Am 1. Juli traten in Polen neue Beschränkungen für den Aufenthalt ukrainischer Staatsbürger in Sammelunterkünften in Kraft. Diese Entscheidung stellt einen weiteren Schritt im schrittweisen Auslaufen der staatlichen Hilfe für Menschen dar, die vor dem Krieg geflohen sind. Ab diesem Tag finanziert Polen den Aufenthalt der meisten Ukrainer in speziellen Zentren nicht mehr.
Wer verliert das Recht auf kostenlose Unterkunft
Die Änderungen betreffen einen breiten Personenkreis, einschließlich Angehöriger der sogenannten „sensiblen Gruppe“. Das Innenministerium und die polnische Verwaltung begründeten die Entscheidung damit, dass die Mehrheit der ukrainischen Staatsbürger bereits eine Beschäftigung gefunden hat und die Laufzeit der Sonderhilfe somit abgelaufen ist.

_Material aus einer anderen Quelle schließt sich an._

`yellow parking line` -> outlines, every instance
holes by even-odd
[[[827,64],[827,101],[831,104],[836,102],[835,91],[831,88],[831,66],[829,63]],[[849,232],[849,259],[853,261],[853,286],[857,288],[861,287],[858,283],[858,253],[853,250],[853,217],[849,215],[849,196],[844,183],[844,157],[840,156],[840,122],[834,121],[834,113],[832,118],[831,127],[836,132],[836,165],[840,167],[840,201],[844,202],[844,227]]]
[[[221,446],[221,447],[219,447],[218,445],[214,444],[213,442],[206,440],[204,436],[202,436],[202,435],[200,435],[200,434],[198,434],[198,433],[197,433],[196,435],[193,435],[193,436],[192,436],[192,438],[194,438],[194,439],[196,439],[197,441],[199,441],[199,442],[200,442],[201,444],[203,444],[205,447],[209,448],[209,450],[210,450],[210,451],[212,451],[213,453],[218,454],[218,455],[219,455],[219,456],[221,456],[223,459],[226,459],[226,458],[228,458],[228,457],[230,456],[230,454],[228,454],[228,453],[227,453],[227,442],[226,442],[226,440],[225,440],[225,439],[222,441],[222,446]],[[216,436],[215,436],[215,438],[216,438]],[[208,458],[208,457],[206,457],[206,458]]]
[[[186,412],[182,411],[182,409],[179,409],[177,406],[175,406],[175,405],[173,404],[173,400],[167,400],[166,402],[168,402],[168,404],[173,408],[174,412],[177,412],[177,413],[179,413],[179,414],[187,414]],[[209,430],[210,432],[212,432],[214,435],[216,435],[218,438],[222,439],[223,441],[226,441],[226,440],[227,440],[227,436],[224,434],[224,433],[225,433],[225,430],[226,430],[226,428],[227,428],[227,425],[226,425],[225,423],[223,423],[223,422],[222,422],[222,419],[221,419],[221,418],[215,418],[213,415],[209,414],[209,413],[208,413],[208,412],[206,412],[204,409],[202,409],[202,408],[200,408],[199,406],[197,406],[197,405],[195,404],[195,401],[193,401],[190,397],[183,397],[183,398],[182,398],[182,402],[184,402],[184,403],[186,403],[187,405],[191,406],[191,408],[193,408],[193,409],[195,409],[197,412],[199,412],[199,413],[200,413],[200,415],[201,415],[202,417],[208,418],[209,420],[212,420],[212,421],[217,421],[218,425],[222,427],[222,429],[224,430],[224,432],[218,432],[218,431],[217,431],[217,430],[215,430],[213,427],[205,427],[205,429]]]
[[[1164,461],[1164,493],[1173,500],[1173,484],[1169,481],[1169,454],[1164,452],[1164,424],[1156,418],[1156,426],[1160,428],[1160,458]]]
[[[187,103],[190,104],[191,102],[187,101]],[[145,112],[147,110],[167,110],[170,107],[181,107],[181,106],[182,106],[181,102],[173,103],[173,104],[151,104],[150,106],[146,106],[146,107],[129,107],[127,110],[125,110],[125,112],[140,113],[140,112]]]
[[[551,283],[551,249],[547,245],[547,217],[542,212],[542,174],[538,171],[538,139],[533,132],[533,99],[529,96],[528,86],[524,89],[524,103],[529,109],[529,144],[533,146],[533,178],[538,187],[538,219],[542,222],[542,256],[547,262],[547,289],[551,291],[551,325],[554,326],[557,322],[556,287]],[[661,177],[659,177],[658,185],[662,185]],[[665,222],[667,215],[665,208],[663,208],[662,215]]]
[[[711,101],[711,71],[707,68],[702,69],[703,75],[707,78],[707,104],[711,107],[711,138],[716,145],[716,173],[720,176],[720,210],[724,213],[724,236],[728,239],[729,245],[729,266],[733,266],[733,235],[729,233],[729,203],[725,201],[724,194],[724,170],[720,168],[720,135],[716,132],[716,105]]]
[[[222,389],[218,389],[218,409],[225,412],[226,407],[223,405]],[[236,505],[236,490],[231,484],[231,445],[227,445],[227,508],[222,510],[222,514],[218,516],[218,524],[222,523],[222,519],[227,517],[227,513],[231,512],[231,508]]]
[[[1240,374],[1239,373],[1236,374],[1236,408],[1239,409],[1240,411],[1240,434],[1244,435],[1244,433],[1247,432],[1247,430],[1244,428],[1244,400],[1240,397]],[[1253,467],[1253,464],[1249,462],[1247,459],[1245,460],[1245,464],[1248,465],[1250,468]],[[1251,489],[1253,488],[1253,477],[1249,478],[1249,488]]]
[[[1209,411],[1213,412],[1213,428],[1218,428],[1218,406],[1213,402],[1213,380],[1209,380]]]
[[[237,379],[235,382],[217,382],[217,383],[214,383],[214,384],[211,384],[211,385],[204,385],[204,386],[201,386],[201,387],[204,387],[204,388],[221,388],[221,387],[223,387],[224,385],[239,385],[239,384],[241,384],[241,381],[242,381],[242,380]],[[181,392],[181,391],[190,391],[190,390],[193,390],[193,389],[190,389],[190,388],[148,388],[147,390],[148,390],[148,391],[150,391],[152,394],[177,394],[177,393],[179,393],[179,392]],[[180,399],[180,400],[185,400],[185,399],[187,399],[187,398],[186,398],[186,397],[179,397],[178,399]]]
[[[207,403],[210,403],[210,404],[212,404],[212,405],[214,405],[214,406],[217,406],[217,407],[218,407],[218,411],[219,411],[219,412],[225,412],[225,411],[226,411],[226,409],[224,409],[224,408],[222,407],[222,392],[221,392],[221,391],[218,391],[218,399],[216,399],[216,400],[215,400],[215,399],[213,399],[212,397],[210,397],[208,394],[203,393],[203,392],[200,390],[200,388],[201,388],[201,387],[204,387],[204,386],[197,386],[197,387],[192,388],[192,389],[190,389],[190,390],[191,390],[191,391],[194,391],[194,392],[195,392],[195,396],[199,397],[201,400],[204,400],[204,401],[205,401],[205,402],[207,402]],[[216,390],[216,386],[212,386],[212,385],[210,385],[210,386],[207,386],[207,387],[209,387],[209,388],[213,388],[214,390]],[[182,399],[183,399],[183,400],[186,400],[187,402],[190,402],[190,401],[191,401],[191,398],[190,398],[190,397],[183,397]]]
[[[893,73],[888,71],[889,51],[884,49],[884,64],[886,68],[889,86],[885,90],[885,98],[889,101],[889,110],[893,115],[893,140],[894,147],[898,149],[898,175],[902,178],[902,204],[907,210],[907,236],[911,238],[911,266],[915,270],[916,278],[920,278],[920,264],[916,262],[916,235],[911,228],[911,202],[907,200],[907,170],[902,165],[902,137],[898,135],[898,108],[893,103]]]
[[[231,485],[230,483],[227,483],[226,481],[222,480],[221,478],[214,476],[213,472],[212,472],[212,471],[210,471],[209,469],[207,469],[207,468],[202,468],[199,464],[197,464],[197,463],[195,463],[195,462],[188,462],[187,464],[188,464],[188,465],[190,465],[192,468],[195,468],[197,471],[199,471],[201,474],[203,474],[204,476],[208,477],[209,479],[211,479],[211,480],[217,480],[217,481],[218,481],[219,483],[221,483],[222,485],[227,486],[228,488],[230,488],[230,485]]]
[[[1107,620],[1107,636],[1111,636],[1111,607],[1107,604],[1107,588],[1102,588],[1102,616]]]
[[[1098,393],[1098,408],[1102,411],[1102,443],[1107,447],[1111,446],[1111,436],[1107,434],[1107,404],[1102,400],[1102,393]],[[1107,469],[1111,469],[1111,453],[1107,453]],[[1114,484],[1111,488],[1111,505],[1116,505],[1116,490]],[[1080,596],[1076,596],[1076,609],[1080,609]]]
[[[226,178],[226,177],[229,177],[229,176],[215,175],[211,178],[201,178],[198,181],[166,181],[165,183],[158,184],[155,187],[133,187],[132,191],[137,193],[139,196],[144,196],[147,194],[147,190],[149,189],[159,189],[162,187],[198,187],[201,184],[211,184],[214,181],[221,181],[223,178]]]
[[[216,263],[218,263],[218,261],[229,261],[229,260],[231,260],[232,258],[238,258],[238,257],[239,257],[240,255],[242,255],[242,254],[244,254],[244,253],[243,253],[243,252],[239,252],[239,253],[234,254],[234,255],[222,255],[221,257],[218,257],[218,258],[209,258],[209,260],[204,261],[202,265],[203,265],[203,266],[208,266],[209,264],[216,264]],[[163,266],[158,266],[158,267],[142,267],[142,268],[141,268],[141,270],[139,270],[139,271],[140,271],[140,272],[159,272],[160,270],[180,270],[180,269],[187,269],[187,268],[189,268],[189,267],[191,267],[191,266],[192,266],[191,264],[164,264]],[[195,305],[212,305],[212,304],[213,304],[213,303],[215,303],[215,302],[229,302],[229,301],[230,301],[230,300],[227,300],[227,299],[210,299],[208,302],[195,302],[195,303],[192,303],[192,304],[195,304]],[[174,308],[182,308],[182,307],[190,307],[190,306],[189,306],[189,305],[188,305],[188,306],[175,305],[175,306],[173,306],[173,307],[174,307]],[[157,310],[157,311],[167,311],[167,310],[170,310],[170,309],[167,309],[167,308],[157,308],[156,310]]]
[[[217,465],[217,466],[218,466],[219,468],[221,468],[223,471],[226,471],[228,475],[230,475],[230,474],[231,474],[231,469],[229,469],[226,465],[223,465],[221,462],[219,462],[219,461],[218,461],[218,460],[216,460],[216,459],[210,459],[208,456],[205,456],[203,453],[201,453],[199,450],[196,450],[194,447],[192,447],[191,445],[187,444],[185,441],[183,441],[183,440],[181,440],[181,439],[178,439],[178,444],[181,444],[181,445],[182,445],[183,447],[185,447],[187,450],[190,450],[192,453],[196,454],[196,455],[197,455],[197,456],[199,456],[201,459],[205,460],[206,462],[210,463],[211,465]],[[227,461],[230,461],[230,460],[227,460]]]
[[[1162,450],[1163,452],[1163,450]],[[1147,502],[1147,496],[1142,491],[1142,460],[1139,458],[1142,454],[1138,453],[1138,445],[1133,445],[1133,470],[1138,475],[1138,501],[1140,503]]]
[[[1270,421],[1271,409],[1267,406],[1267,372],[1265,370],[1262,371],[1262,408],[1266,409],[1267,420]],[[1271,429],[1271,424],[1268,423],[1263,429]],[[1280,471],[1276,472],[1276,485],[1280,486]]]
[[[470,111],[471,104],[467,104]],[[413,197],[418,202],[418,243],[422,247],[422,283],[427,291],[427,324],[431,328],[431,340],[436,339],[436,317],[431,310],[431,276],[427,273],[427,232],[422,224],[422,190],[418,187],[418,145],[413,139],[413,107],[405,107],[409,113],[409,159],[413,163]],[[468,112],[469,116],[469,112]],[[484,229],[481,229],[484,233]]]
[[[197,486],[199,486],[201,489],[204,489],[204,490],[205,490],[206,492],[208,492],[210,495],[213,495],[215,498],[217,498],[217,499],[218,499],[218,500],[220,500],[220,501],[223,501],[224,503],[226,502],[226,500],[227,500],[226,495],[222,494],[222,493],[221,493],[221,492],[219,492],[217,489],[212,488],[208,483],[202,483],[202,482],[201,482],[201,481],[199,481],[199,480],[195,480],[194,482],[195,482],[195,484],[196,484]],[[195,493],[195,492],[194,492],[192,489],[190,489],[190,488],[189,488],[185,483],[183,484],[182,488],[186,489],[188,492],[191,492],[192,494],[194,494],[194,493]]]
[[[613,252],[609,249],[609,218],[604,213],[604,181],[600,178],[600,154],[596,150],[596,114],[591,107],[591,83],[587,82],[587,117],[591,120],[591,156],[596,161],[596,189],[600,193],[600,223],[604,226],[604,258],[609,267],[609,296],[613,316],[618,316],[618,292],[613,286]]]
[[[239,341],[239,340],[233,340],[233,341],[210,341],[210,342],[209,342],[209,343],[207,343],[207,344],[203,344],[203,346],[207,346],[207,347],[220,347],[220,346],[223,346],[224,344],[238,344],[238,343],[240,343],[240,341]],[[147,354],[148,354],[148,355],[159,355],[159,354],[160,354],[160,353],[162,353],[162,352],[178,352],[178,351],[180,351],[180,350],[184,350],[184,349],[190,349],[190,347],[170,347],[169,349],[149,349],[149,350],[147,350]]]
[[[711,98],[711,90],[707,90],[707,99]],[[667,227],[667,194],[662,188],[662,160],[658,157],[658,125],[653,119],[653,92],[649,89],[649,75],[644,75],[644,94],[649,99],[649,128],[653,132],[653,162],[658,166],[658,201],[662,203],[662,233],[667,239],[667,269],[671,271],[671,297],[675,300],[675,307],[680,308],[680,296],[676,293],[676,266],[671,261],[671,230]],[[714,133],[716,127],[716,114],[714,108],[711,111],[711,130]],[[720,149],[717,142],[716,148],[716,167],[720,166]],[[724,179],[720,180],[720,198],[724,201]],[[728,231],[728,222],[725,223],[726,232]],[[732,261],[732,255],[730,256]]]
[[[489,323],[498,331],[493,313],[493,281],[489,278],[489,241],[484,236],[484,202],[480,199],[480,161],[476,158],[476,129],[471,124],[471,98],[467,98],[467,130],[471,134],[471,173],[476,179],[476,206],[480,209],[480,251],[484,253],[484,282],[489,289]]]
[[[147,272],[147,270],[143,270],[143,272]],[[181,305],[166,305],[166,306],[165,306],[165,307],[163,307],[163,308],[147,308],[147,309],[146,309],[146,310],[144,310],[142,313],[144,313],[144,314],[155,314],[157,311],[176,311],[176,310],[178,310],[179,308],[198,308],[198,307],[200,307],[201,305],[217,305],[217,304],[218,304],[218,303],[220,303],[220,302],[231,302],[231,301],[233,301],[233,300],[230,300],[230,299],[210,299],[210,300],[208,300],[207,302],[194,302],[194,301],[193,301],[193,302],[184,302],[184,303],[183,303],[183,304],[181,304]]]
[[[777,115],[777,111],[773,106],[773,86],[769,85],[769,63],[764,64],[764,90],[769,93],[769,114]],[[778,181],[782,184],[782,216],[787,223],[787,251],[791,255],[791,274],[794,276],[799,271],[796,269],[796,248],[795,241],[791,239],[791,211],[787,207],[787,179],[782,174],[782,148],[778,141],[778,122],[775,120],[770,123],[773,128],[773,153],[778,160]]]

Bisher erhielten rund 11.000 Personen eine kostenlose Unterkunft, die Hälfte davon waren Kinder. Nach Schätzungen der Zentrumsleiter werden die neuen Regeln etwa 40 % der aktuellen Bewohner betreffen. Vor allem alleinerziehende Mütter werden nun gezwungen sein, neue Wohnmöglichkeiten zu suchen.
Risiko der Obdachlosigkeit und Reaktion der Öffentlichkeit
Das Ministerium versicherte, dass schwierige Fälle individuell geprüft werden. Experten äußern jedoch ernste Bedenken. Alexander Petrykow vom Fonds „Ukrainisches Haus“ betont, dass die neuen Kosten für die Miete für viele Flüchtlinge zu hoch sein könnten, was dazu führen könnte, dass Menschen auf der Straße landen.
Auch der polnische Menschenrechtsbeauftragte Marcin Wieczorek warnte vor den Risiken. Er erklärte, dass die Einschränkung des Zugangs zu Wohnraum die Wahrscheinlichkeit von Obdachlosigkeit unter Personen mit vorübergehendem Schutzstatus erhöht.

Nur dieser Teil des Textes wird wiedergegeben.